You know that there are people here that I can have you talk with if you need further….”

“Oh, no, it’s okay.” Phoebe cut her off. “It’s fine: it really is.”

And it was.

She had dealt with Nathan’s attention with ease and wasn’t affected by them. What Phoebe noted at this moment and, once again made the effort to keep her face neutral, was how Hannah spoke of agents getting ‘attached’.

Hers – Katerina – had once been rather attached to Hannah… horizontally from what Phoebe could gather. Hannah though that no one knew about that yet she was remarkably incorrect in such a belief. Phoebe knew and Phoebe had told both Amanda & Richard of it all as well.

“Okay, as long as you’re sure, Fi-Fi.”

For just a moment, in an act which sickened Phoebe, Hannah touched her arm. It was always that way with Hannah. She was a personal space invader of the first order.

“I am.” She turned away and fled, stopping herself from asking if there was someone she could talk to about when your superiors give you the creeps.


When she went back to her desk, Phoebe replayed the whole conversation in her mind. She recalled exactly what she had said, what Hannah had said too. There could be no misunderstanding. Phoebe had lied to her, telling Hannah something about an operation that was entirely false.

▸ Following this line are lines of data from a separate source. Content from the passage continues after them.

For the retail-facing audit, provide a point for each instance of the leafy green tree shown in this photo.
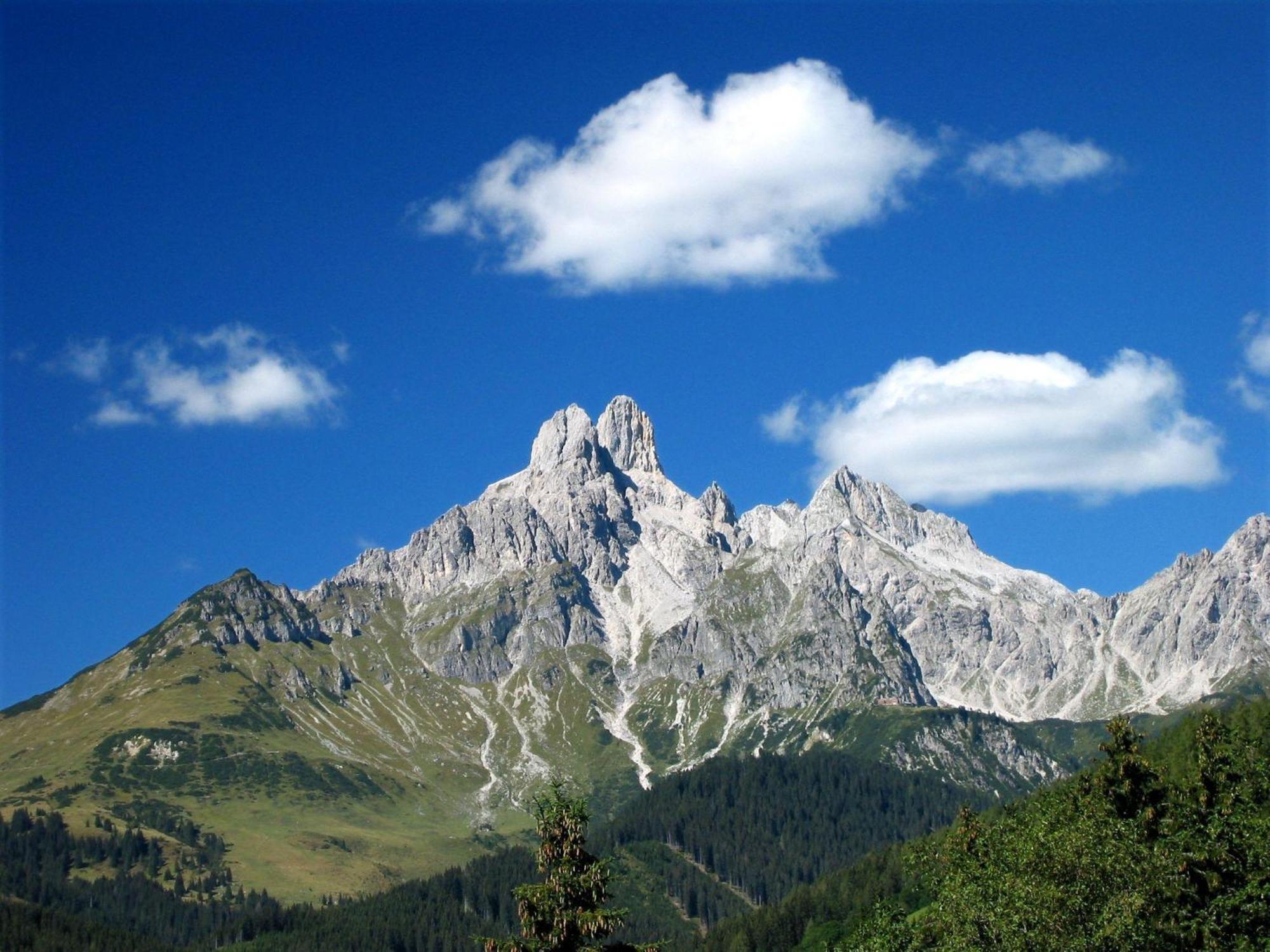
(566, 913)
(1127, 781)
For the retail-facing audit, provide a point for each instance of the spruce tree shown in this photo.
(567, 912)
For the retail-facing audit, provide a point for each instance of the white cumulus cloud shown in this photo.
(236, 378)
(671, 187)
(1039, 159)
(1253, 383)
(234, 375)
(994, 423)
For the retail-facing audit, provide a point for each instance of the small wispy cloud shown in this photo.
(785, 425)
(119, 413)
(84, 360)
(234, 375)
(994, 423)
(1038, 159)
(1252, 385)
(672, 187)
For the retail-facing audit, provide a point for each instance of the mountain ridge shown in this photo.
(587, 616)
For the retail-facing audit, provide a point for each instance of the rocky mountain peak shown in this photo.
(570, 437)
(627, 433)
(879, 510)
(718, 506)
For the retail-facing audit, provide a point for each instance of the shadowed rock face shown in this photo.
(587, 600)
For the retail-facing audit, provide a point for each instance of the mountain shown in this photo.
(589, 616)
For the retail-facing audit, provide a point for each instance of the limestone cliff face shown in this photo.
(587, 600)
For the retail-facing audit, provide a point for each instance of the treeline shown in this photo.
(1165, 847)
(39, 856)
(45, 906)
(768, 824)
(439, 915)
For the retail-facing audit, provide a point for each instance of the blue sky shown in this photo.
(229, 338)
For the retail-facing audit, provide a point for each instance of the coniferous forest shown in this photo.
(1158, 846)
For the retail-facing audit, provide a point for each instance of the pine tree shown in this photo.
(567, 912)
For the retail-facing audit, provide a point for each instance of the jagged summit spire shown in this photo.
(627, 433)
(568, 436)
(623, 431)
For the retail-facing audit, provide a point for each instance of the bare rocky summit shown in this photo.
(586, 615)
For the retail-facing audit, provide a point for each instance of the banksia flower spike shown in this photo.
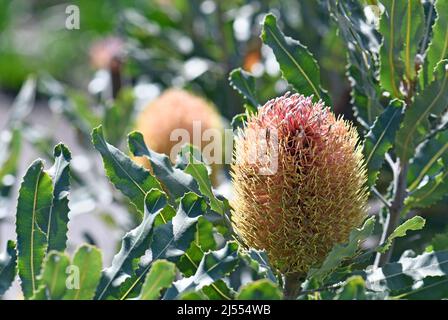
(178, 109)
(308, 192)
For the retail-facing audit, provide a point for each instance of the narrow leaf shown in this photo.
(175, 180)
(415, 123)
(131, 179)
(198, 170)
(438, 48)
(58, 217)
(381, 138)
(161, 276)
(297, 64)
(86, 268)
(401, 25)
(35, 198)
(340, 252)
(243, 82)
(134, 244)
(415, 223)
(8, 267)
(214, 266)
(54, 275)
(260, 290)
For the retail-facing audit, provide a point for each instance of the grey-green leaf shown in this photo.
(175, 180)
(35, 198)
(131, 179)
(438, 48)
(415, 123)
(161, 276)
(198, 170)
(58, 218)
(54, 275)
(415, 223)
(244, 83)
(401, 25)
(341, 252)
(214, 266)
(134, 244)
(260, 290)
(84, 274)
(297, 64)
(381, 137)
(8, 267)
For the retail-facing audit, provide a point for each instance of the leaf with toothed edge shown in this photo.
(401, 25)
(34, 203)
(86, 268)
(132, 180)
(161, 276)
(244, 83)
(381, 138)
(58, 217)
(175, 180)
(297, 64)
(415, 123)
(214, 266)
(8, 268)
(54, 276)
(199, 171)
(134, 244)
(260, 290)
(172, 241)
(438, 48)
(340, 252)
(415, 223)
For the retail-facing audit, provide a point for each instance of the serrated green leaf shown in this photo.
(34, 203)
(54, 275)
(161, 276)
(117, 117)
(362, 41)
(438, 48)
(10, 146)
(175, 180)
(260, 290)
(8, 267)
(430, 288)
(214, 266)
(415, 223)
(199, 172)
(415, 123)
(58, 217)
(353, 289)
(172, 241)
(426, 160)
(243, 82)
(87, 260)
(134, 244)
(203, 242)
(341, 252)
(297, 64)
(218, 290)
(434, 190)
(401, 25)
(381, 138)
(24, 102)
(400, 277)
(132, 180)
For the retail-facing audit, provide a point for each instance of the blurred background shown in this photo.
(58, 82)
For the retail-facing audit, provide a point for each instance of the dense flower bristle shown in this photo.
(317, 194)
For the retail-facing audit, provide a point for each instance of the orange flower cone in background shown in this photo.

Though Nathan hadn’t known it, it had been Katerina Dubova in that car with his boss McSherry. Whatever the conversation had been about – Phoebe once more silently chastised herself for not having Nathan record the meeting – the overarching theme of it would have been Katerina going to McSherry to somehow get hold of what Phoebe herself was after.

Money.

Katerina’s recent behaviour, from what Phoebe knew of it and how she interpreted that, was that she was soon for the jump. She was going to do a runner. When she did, the value that her name as a traitor had to the SVR from someone – Phoebe – giving them that would be next to nothing. Katerina running might even allow them to identify Ksenia as SPEARMINT too. Again, without Phoebe’s paid input for that.

Phoebe had to act as soon as possible or there would be no early retirement for her.

She had to get in contact with someone at the rezidentura, a place where so many eyes were upon it at the minute, and give them information while it was still valuable. Her actions had to remain undetected by her own people in MI-5 and not give away her identity to the Russians either. She had to get paid too, not get cheated out of giving away what she knew for nothing.

It was going to be tricky and it had to be done with haste too.